Rietzschel: Prinzipiell kann man über alles schreiben, ohne es selbst erlebt zu haben. Trotzdem glaube ich, dass ich einen Wissensvorsprung und auch einen emotionalen Vorsprung vor Leuten habe, die dafür herkommen müssten. Ich bin mit Menschen aufgewachsen, die den Figuren im Roman ähneln. Ich kenne diese Brüche in den Biografien, ich kenne die Alkoholiker und diese sogenannten Stasileute, über die geredet wird. Ich bin nah genug an ihnen dran, um das aufzusammeln, was ihnen weh tut. Überraschenderweise habe ich von den Leuten hier auch noch keine Kritik einstecken müssen. Vielleicht, weil sie merken, dass ich sie weder bemitleide, noch mich von oben herab über sie lustig mache.
Geht es um ein Verantwortungsgefühl, wenn du in der Region bleibst und jetzt in Görlitz lebst statt wie fast alle Autorenkollegen nach Berlin zu ziehen?

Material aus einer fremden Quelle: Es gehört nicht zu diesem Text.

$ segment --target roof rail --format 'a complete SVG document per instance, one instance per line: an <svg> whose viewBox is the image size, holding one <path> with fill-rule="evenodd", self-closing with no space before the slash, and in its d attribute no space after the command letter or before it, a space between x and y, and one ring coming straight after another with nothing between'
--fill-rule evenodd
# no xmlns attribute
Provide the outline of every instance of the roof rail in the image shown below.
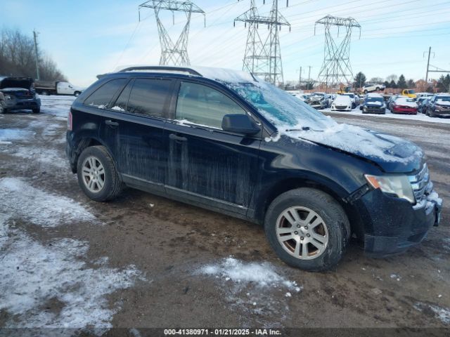
<svg viewBox="0 0 450 337"><path fill-rule="evenodd" d="M195 76L202 76L201 74L198 72L193 70L191 68L186 68L184 67L166 67L166 66L136 66L136 67L129 67L125 69L122 69L120 72L135 72L135 71L145 71L145 70L160 70L161 72L164 71L178 71L178 72L184 72L191 75Z"/></svg>

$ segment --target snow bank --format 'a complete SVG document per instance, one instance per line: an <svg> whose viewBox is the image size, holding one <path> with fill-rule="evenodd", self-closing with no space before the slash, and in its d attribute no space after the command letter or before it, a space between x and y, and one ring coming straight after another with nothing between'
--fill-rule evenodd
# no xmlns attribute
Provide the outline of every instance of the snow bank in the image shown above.
<svg viewBox="0 0 450 337"><path fill-rule="evenodd" d="M0 141L6 140L23 140L30 139L34 136L34 133L29 130L20 128L1 128L0 129Z"/></svg>
<svg viewBox="0 0 450 337"><path fill-rule="evenodd" d="M450 325L450 309L448 308L442 308L434 304L427 304L422 302L418 302L414 305L414 309L422 312L425 308L431 310L435 313L436 318L439 319L446 325Z"/></svg>
<svg viewBox="0 0 450 337"><path fill-rule="evenodd" d="M96 220L73 199L41 191L20 179L0 179L0 212L39 226L56 227L68 221Z"/></svg>
<svg viewBox="0 0 450 337"><path fill-rule="evenodd" d="M14 315L6 327L111 328L118 308L110 308L106 296L143 279L136 267L90 268L82 260L86 242L43 245L1 217L0 310Z"/></svg>

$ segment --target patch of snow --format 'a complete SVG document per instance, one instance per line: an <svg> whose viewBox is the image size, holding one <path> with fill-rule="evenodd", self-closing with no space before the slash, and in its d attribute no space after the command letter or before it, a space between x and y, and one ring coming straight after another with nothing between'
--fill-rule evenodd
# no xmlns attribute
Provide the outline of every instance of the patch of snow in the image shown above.
<svg viewBox="0 0 450 337"><path fill-rule="evenodd" d="M284 286L289 289L294 289L297 286L295 282L288 281L280 276L269 263L245 263L232 257L226 258L218 265L205 266L200 272L228 278L237 283L252 283L260 287Z"/></svg>
<svg viewBox="0 0 450 337"><path fill-rule="evenodd" d="M442 308L435 304L427 304L422 302L418 302L414 305L414 309L423 312L424 308L431 310L436 317L442 323L450 325L450 309L448 308Z"/></svg>
<svg viewBox="0 0 450 337"><path fill-rule="evenodd" d="M0 141L24 140L30 139L34 133L20 128L0 128Z"/></svg>
<svg viewBox="0 0 450 337"><path fill-rule="evenodd" d="M68 221L95 221L95 217L75 200L38 190L15 178L0 179L0 214L20 217L42 227Z"/></svg>
<svg viewBox="0 0 450 337"><path fill-rule="evenodd" d="M71 239L44 245L0 218L0 310L14 315L5 327L111 328L119 308L106 296L144 279L134 265L88 267L88 249ZM60 310L45 309L54 301Z"/></svg>
<svg viewBox="0 0 450 337"><path fill-rule="evenodd" d="M196 274L223 283L219 288L228 304L235 310L255 314L257 323L262 326L282 327L289 311L289 296L286 293L292 296L292 292L300 293L303 289L278 273L269 263L245 263L233 257L205 265ZM248 324L255 322L252 319Z"/></svg>
<svg viewBox="0 0 450 337"><path fill-rule="evenodd" d="M60 152L54 149L20 146L11 148L10 150L10 153L14 156L39 161L47 166L60 168L69 167L68 160Z"/></svg>

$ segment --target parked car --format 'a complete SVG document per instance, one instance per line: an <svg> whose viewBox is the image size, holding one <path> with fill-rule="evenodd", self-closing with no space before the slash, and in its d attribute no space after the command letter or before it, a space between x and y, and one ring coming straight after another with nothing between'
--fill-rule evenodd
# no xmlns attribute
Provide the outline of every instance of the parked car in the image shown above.
<svg viewBox="0 0 450 337"><path fill-rule="evenodd" d="M387 107L387 109L390 110L390 111L392 111L392 105L394 104L394 102L395 102L395 100L398 98L398 97L399 97L398 95L394 95L390 97L389 99L387 100L386 106Z"/></svg>
<svg viewBox="0 0 450 337"><path fill-rule="evenodd" d="M384 256L439 223L417 145L338 124L242 72L105 74L75 100L68 128L70 167L91 199L125 185L259 223L280 258L304 270L335 266L352 234Z"/></svg>
<svg viewBox="0 0 450 337"><path fill-rule="evenodd" d="M325 93L314 93L308 97L306 103L314 109L325 109L330 105L331 99Z"/></svg>
<svg viewBox="0 0 450 337"><path fill-rule="evenodd" d="M353 102L348 95L338 95L331 103L332 111L352 111Z"/></svg>
<svg viewBox="0 0 450 337"><path fill-rule="evenodd" d="M402 96L409 97L410 98L417 98L417 95L416 95L416 91L413 89L404 89L401 91Z"/></svg>
<svg viewBox="0 0 450 337"><path fill-rule="evenodd" d="M77 97L82 93L80 87L64 81L36 81L36 92L41 95L73 95Z"/></svg>
<svg viewBox="0 0 450 337"><path fill-rule="evenodd" d="M433 96L427 105L426 114L431 117L450 117L450 94Z"/></svg>
<svg viewBox="0 0 450 337"><path fill-rule="evenodd" d="M352 109L354 109L359 104L359 103L356 99L356 95L354 93L342 93L342 95L345 95L346 96L349 96L350 98L350 100L352 101Z"/></svg>
<svg viewBox="0 0 450 337"><path fill-rule="evenodd" d="M428 98L428 97L426 96L418 97L416 100L416 103L417 103L417 112L420 114L425 114L426 112L426 107L428 102L430 102L430 98Z"/></svg>
<svg viewBox="0 0 450 337"><path fill-rule="evenodd" d="M372 93L373 91L379 91L385 90L386 87L384 84L366 83L362 88L362 92L364 93Z"/></svg>
<svg viewBox="0 0 450 337"><path fill-rule="evenodd" d="M414 98L399 96L391 105L393 114L417 114L417 103Z"/></svg>
<svg viewBox="0 0 450 337"><path fill-rule="evenodd" d="M359 109L363 114L384 114L386 113L386 104L379 93L368 93Z"/></svg>
<svg viewBox="0 0 450 337"><path fill-rule="evenodd" d="M33 89L33 79L27 77L0 77L0 113L13 110L41 112L41 99Z"/></svg>

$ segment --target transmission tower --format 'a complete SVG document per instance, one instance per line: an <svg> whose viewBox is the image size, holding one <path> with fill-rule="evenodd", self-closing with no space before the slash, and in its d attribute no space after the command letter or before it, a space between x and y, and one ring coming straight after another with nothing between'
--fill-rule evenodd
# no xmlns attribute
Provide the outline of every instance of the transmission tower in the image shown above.
<svg viewBox="0 0 450 337"><path fill-rule="evenodd" d="M269 16L259 15L255 0L251 0L250 9L234 19L235 25L236 21L249 26L243 69L273 84L283 83L278 32L281 26L289 26L290 31L290 24L279 12L278 0L274 0ZM264 37L259 34L259 25L267 25L269 29L269 34Z"/></svg>
<svg viewBox="0 0 450 337"><path fill-rule="evenodd" d="M324 82L328 87L336 87L340 84L349 84L353 82L353 72L350 65L350 41L352 30L359 29L361 38L361 25L352 18L335 18L327 15L316 21L316 26L323 25L325 27L325 53L323 64L319 73L318 81ZM338 27L338 37L333 36L333 28ZM340 30L344 30L345 35L339 39Z"/></svg>
<svg viewBox="0 0 450 337"><path fill-rule="evenodd" d="M205 16L205 12L190 1L149 0L139 5L139 21L141 20L141 8L153 8L155 11L155 18L156 18L156 24L158 25L158 30L160 35L160 43L161 44L160 65L189 65L188 39L189 37L191 16L193 13L199 13ZM170 11L172 12L174 24L174 12L184 12L186 14L187 19L186 23L176 43L174 43L170 38L169 33L160 18L160 12L161 11Z"/></svg>

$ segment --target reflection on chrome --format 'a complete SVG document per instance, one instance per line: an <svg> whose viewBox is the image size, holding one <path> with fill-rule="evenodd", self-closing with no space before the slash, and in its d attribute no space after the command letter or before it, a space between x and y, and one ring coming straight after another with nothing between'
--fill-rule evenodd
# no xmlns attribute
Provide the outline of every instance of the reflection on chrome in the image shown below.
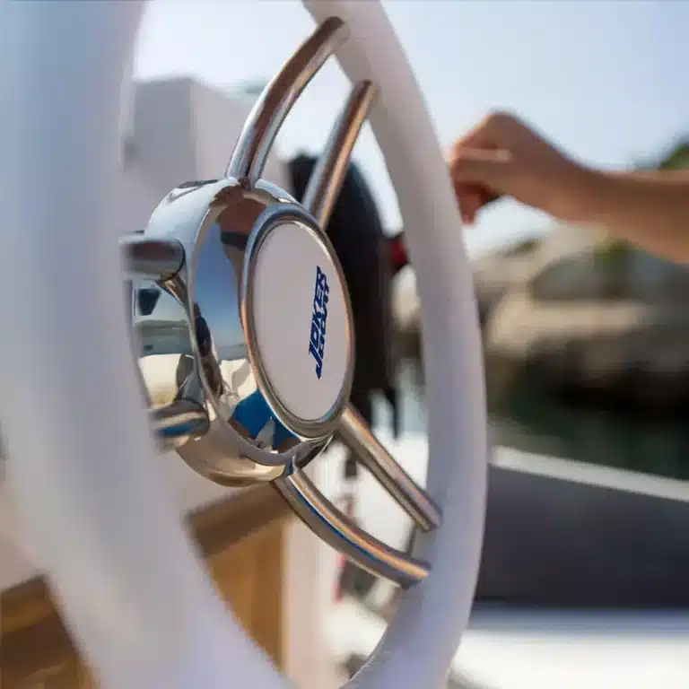
<svg viewBox="0 0 689 689"><path fill-rule="evenodd" d="M240 317L249 236L267 208L293 206L265 182L250 191L228 179L186 184L131 240L136 257L142 246L183 249L183 266L161 272L170 277L150 279L150 260L131 271L145 266L133 275L132 318L154 432L164 448L226 484L275 478L326 441L325 434L301 440L275 413L257 384Z"/></svg>

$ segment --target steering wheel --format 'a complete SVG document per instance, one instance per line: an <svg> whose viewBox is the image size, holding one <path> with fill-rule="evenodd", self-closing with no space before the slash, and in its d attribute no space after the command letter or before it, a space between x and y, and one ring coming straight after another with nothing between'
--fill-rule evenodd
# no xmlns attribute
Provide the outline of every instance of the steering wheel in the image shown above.
<svg viewBox="0 0 689 689"><path fill-rule="evenodd" d="M103 686L285 686L215 594L160 480L161 447L218 483L273 482L321 537L405 587L352 686L443 685L467 623L486 420L450 181L380 4L305 4L315 32L258 99L225 177L181 184L144 232L124 238L120 115L143 3L1 5L8 476ZM336 52L353 90L301 205L261 172L290 108ZM322 229L369 110L423 304L427 492L347 402L351 307ZM348 522L306 477L335 432L423 529L413 556Z"/></svg>

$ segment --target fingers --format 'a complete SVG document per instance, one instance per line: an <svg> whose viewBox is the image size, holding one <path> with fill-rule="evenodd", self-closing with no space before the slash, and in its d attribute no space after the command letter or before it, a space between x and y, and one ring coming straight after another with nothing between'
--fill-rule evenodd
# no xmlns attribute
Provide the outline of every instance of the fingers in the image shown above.
<svg viewBox="0 0 689 689"><path fill-rule="evenodd" d="M462 221L472 224L476 214L504 193L512 161L509 152L455 150L449 170Z"/></svg>
<svg viewBox="0 0 689 689"><path fill-rule="evenodd" d="M455 195L459 205L462 222L468 225L474 223L476 214L484 205L500 197L482 187L467 184L455 184Z"/></svg>

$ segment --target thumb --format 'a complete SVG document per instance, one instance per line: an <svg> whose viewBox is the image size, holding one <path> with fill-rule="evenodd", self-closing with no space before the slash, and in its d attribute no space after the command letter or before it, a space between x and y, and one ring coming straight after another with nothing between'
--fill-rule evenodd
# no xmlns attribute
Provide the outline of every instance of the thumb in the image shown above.
<svg viewBox="0 0 689 689"><path fill-rule="evenodd" d="M503 149L462 148L453 152L449 171L456 185L480 185L501 193L511 163L511 153Z"/></svg>

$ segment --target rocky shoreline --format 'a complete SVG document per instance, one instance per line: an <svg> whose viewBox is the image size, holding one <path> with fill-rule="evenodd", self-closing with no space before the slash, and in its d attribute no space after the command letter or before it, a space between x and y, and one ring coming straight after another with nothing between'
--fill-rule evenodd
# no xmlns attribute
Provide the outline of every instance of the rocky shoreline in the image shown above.
<svg viewBox="0 0 689 689"><path fill-rule="evenodd" d="M517 376L587 405L689 409L689 268L582 228L475 262L489 392ZM418 303L397 308L420 354Z"/></svg>

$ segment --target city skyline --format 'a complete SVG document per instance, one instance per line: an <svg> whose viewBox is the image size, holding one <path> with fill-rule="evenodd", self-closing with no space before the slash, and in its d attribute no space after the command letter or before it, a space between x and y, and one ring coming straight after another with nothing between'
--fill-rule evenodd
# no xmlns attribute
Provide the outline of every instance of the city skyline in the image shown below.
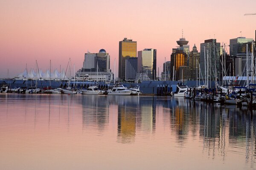
<svg viewBox="0 0 256 170"><path fill-rule="evenodd" d="M117 77L118 42L125 37L137 42L137 52L157 49L160 75L183 29L189 45L198 47L210 38L229 45L241 35L255 37L256 16L244 15L255 12L255 1L246 0L242 8L238 1L146 2L0 2L0 78L8 76L8 69L11 77L23 72L26 63L28 69L35 68L36 60L43 71L50 60L52 68L65 68L70 58L80 68L85 53L101 48L111 56L113 73L116 58Z"/></svg>

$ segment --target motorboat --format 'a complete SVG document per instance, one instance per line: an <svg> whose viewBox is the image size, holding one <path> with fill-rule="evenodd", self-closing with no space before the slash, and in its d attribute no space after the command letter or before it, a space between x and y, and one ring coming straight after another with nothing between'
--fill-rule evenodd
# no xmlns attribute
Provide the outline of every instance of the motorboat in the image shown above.
<svg viewBox="0 0 256 170"><path fill-rule="evenodd" d="M131 90L128 89L121 84L116 84L109 88L110 89L107 91L109 95L130 95L131 94Z"/></svg>
<svg viewBox="0 0 256 170"><path fill-rule="evenodd" d="M77 94L77 92L75 91L74 88L71 88L70 87L67 88L65 89L62 90L62 93L64 94Z"/></svg>
<svg viewBox="0 0 256 170"><path fill-rule="evenodd" d="M3 93L7 93L8 91L8 86L3 86L1 88L1 90L0 90L0 92Z"/></svg>
<svg viewBox="0 0 256 170"><path fill-rule="evenodd" d="M63 89L61 88L57 88L51 90L51 92L52 92L52 94L60 94L61 93L61 91Z"/></svg>
<svg viewBox="0 0 256 170"><path fill-rule="evenodd" d="M82 94L105 94L105 91L102 91L96 86L90 86L86 90L82 90Z"/></svg>
<svg viewBox="0 0 256 170"><path fill-rule="evenodd" d="M131 95L138 96L142 94L143 93L142 91L140 91L140 86L138 85L132 86L129 90L131 91Z"/></svg>
<svg viewBox="0 0 256 170"><path fill-rule="evenodd" d="M177 85L177 88L176 93L174 94L174 96L184 97L188 91L188 86L186 85Z"/></svg>

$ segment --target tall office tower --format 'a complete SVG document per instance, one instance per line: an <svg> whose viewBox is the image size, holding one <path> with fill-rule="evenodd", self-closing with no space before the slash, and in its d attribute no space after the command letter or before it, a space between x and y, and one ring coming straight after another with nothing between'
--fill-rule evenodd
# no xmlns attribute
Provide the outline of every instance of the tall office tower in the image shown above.
<svg viewBox="0 0 256 170"><path fill-rule="evenodd" d="M230 40L230 54L235 59L235 76L246 76L247 71L244 70L244 67L246 65L247 44L248 44L248 51L250 51L252 43L250 42L253 41L253 38L245 37L239 37Z"/></svg>
<svg viewBox="0 0 256 170"><path fill-rule="evenodd" d="M200 44L200 69L203 79L205 79L207 70L209 81L215 80L215 72L217 79L219 78L220 72L221 71L219 67L220 47L221 43L217 42L216 39L205 40L204 43Z"/></svg>
<svg viewBox="0 0 256 170"><path fill-rule="evenodd" d="M163 72L161 74L161 79L162 80L171 80L171 71L172 68L171 68L171 62L166 61L163 65Z"/></svg>
<svg viewBox="0 0 256 170"><path fill-rule="evenodd" d="M125 58L136 57L137 54L137 42L127 38L119 42L118 76L121 80L125 79Z"/></svg>
<svg viewBox="0 0 256 170"><path fill-rule="evenodd" d="M97 57L96 53L90 53L88 52L84 54L84 60L83 64L83 68L91 69L95 68L95 61Z"/></svg>
<svg viewBox="0 0 256 170"><path fill-rule="evenodd" d="M198 53L195 44L193 50L189 54L189 71L190 79L196 79L199 74L199 64L200 63L200 53Z"/></svg>
<svg viewBox="0 0 256 170"><path fill-rule="evenodd" d="M98 53L88 52L84 54L83 67L77 71L76 77L83 80L109 82L113 79L110 64L110 56L104 49Z"/></svg>
<svg viewBox="0 0 256 170"><path fill-rule="evenodd" d="M100 49L99 51L99 53L97 53L96 61L96 67L97 67L97 64L98 64L98 68L99 70L98 71L111 72L110 61L110 56L108 53L107 53L106 51L104 49Z"/></svg>
<svg viewBox="0 0 256 170"><path fill-rule="evenodd" d="M138 51L138 73L155 80L157 74L157 50L145 48Z"/></svg>
<svg viewBox="0 0 256 170"><path fill-rule="evenodd" d="M253 38L246 38L245 37L239 37L230 40L230 55L236 56L238 54L244 53L246 49L243 47L243 44L247 43L253 41Z"/></svg>
<svg viewBox="0 0 256 170"><path fill-rule="evenodd" d="M183 51L189 57L189 45L187 45L189 41L186 40L185 38L183 38L183 33L182 33L182 37L180 38L180 40L177 41L176 42L180 45L179 47L177 48L177 50ZM172 52L174 52L173 49Z"/></svg>
<svg viewBox="0 0 256 170"><path fill-rule="evenodd" d="M138 58L126 57L125 59L125 81L134 81L137 74Z"/></svg>
<svg viewBox="0 0 256 170"><path fill-rule="evenodd" d="M182 77L180 77L180 67L187 66L188 56L186 53L183 51L176 49L175 52L173 52L171 55L171 68L174 67L171 71L171 79L175 81L180 80Z"/></svg>

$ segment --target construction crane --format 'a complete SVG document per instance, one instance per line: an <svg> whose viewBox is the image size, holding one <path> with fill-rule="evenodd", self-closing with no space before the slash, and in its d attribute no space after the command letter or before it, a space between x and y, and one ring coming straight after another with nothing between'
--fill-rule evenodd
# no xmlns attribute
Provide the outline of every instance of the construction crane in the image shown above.
<svg viewBox="0 0 256 170"><path fill-rule="evenodd" d="M248 13L248 14L244 14L244 15L256 15L256 13Z"/></svg>

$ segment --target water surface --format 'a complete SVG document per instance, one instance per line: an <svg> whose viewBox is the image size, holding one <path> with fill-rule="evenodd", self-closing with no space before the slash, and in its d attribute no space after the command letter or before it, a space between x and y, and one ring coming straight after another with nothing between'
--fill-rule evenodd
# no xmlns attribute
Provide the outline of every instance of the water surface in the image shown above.
<svg viewBox="0 0 256 170"><path fill-rule="evenodd" d="M1 170L256 169L256 114L183 98L0 94Z"/></svg>

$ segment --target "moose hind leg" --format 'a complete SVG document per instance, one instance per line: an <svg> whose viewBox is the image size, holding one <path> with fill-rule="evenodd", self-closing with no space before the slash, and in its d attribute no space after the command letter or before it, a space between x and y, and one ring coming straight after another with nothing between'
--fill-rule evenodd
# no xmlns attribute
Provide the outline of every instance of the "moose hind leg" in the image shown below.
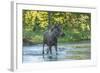
<svg viewBox="0 0 100 73"><path fill-rule="evenodd" d="M44 55L44 45L45 45L45 44L43 43L43 50L42 50L42 54L43 54L43 55Z"/></svg>
<svg viewBox="0 0 100 73"><path fill-rule="evenodd" d="M51 49L51 46L49 46L49 50L50 50L50 54L52 54L52 49Z"/></svg>

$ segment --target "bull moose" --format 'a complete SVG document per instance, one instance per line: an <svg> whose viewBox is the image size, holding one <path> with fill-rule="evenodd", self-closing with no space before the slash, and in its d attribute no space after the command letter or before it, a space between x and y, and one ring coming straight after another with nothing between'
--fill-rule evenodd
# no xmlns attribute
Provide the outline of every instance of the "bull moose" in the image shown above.
<svg viewBox="0 0 100 73"><path fill-rule="evenodd" d="M62 27L60 24L56 24L52 26L50 29L44 32L43 34L43 55L44 55L44 46L47 45L47 54L50 52L52 54L52 46L55 47L56 55L57 55L57 41L58 37L64 36L64 32L62 31Z"/></svg>

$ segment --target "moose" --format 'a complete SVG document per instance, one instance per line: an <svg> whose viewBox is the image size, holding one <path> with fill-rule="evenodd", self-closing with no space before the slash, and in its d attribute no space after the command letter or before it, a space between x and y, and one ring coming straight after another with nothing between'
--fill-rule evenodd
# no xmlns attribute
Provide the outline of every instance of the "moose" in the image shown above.
<svg viewBox="0 0 100 73"><path fill-rule="evenodd" d="M53 25L50 29L44 32L43 34L43 55L44 55L44 46L47 45L47 54L50 52L52 54L52 46L55 47L56 55L57 55L57 42L58 37L64 36L64 32L62 31L61 24Z"/></svg>

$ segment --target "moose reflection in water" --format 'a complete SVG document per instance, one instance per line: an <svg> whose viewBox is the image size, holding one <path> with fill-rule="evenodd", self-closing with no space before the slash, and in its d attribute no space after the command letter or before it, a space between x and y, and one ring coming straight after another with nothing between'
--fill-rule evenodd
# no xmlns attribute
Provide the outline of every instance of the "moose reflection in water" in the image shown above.
<svg viewBox="0 0 100 73"><path fill-rule="evenodd" d="M55 47L56 55L57 55L57 41L59 36L64 36L64 32L62 31L62 27L60 24L52 26L49 30L44 33L43 36L43 55L44 55L44 46L47 45L47 54L50 52L52 54L52 46Z"/></svg>

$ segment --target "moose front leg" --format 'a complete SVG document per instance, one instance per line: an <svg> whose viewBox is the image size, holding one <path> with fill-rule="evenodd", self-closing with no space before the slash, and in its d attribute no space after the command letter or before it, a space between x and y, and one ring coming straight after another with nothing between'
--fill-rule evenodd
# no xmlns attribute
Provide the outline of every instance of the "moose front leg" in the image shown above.
<svg viewBox="0 0 100 73"><path fill-rule="evenodd" d="M56 55L58 54L57 44L55 45Z"/></svg>
<svg viewBox="0 0 100 73"><path fill-rule="evenodd" d="M52 54L52 49L51 49L51 46L49 46L49 50L50 50L50 54Z"/></svg>

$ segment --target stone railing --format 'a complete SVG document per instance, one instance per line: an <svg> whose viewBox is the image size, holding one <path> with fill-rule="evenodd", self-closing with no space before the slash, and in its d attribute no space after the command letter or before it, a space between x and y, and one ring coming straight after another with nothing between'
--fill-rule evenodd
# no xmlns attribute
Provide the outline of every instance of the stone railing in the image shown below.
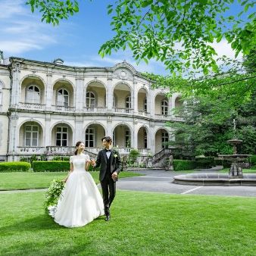
<svg viewBox="0 0 256 256"><path fill-rule="evenodd" d="M106 113L106 107L84 107L86 113Z"/></svg>
<svg viewBox="0 0 256 256"><path fill-rule="evenodd" d="M17 149L19 155L41 155L45 151L45 147L17 147Z"/></svg>
<svg viewBox="0 0 256 256"><path fill-rule="evenodd" d="M113 108L116 113L133 114L132 108Z"/></svg>
<svg viewBox="0 0 256 256"><path fill-rule="evenodd" d="M149 117L149 113L148 113L148 112L143 111L139 111L139 114L140 116Z"/></svg>
<svg viewBox="0 0 256 256"><path fill-rule="evenodd" d="M52 110L61 112L73 112L76 109L75 107L66 107L66 106L55 106L52 105Z"/></svg>
<svg viewBox="0 0 256 256"><path fill-rule="evenodd" d="M37 103L23 103L20 102L17 106L17 108L19 109L26 109L26 110L40 110L43 111L45 108L45 105L42 104Z"/></svg>
<svg viewBox="0 0 256 256"><path fill-rule="evenodd" d="M46 155L72 155L75 147L47 146Z"/></svg>

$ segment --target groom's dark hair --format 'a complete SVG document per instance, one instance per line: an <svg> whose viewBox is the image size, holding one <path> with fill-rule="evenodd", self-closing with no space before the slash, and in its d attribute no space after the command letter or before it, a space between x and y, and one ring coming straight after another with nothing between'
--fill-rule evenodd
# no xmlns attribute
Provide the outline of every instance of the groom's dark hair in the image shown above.
<svg viewBox="0 0 256 256"><path fill-rule="evenodd" d="M101 139L101 142L105 139L108 143L112 144L112 139L110 136L105 136Z"/></svg>

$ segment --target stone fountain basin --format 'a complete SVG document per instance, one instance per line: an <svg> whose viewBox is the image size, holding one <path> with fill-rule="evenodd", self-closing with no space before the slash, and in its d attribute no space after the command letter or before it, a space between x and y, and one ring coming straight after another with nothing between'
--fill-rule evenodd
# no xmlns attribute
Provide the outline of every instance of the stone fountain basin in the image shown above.
<svg viewBox="0 0 256 256"><path fill-rule="evenodd" d="M173 183L183 185L256 186L256 173L245 173L242 177L229 176L228 173L189 173L175 176Z"/></svg>

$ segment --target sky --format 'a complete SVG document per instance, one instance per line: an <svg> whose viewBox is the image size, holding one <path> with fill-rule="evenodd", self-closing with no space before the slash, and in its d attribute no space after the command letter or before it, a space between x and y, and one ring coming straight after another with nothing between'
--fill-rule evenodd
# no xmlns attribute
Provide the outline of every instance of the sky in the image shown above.
<svg viewBox="0 0 256 256"><path fill-rule="evenodd" d="M5 58L52 62L60 58L65 65L78 67L114 67L126 60L138 71L168 74L164 65L155 60L137 65L129 50L104 58L98 55L100 46L114 35L107 14L110 2L80 1L79 13L53 27L42 23L38 12L32 14L26 0L0 0L0 50ZM214 47L220 55L234 58L225 40Z"/></svg>

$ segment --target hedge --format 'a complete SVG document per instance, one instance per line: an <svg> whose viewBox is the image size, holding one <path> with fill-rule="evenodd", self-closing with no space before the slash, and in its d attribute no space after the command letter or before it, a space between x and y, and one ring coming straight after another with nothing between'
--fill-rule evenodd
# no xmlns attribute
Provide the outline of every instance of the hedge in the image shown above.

Rietzschel: Unbedingt. Ich will mich engagieren und zeigen, dass wir hier nicht in der Minderheit sind. Wir stellen uns dagegen, wenn Nazifestivals mit diesem Rechtsrockscheiß stattfinden. Wir kämpfen gegen die AfD, die hier ein Bundestagsmandat hat und immer stärker wird. In Berlin oder Leipzig ist es keine Leistung tolerant, antirassistisch und antisexistisch zu sein. Das bekomme ich auch hin, wenn ich ständig mit Leuten zusammen bin, die meine Ansichten teilen. Hier ist das einfach ein anderes Ding, und ich will da sein, wo es nicht bekömmlich ist und auch mal wehtun kann. Abgesehen von den politischen Aspekten finde ich es auch literarisch interessanter: Hier bin ich viel näher an den Themen, die die Gesellschaft bewegt. Es bringt mir nichts, wenn ich in ein urbanes Zentrum gehe und da in einer Blase lebe.
Interview: Carsten Schrader
Philipp und Tobias wachsen in der Nachwendezeit in Sachsen auf. Die Perspektivlosigkeit wird immer erdrückender, und als auch ihr Heimatdorf Flüchtlinge aufnehmen soll, eskaliert die Situation: Während der eine Bruder sich immer stärker in sich selbst zurückzieht, findet der andere ein Ventil für seine Wut.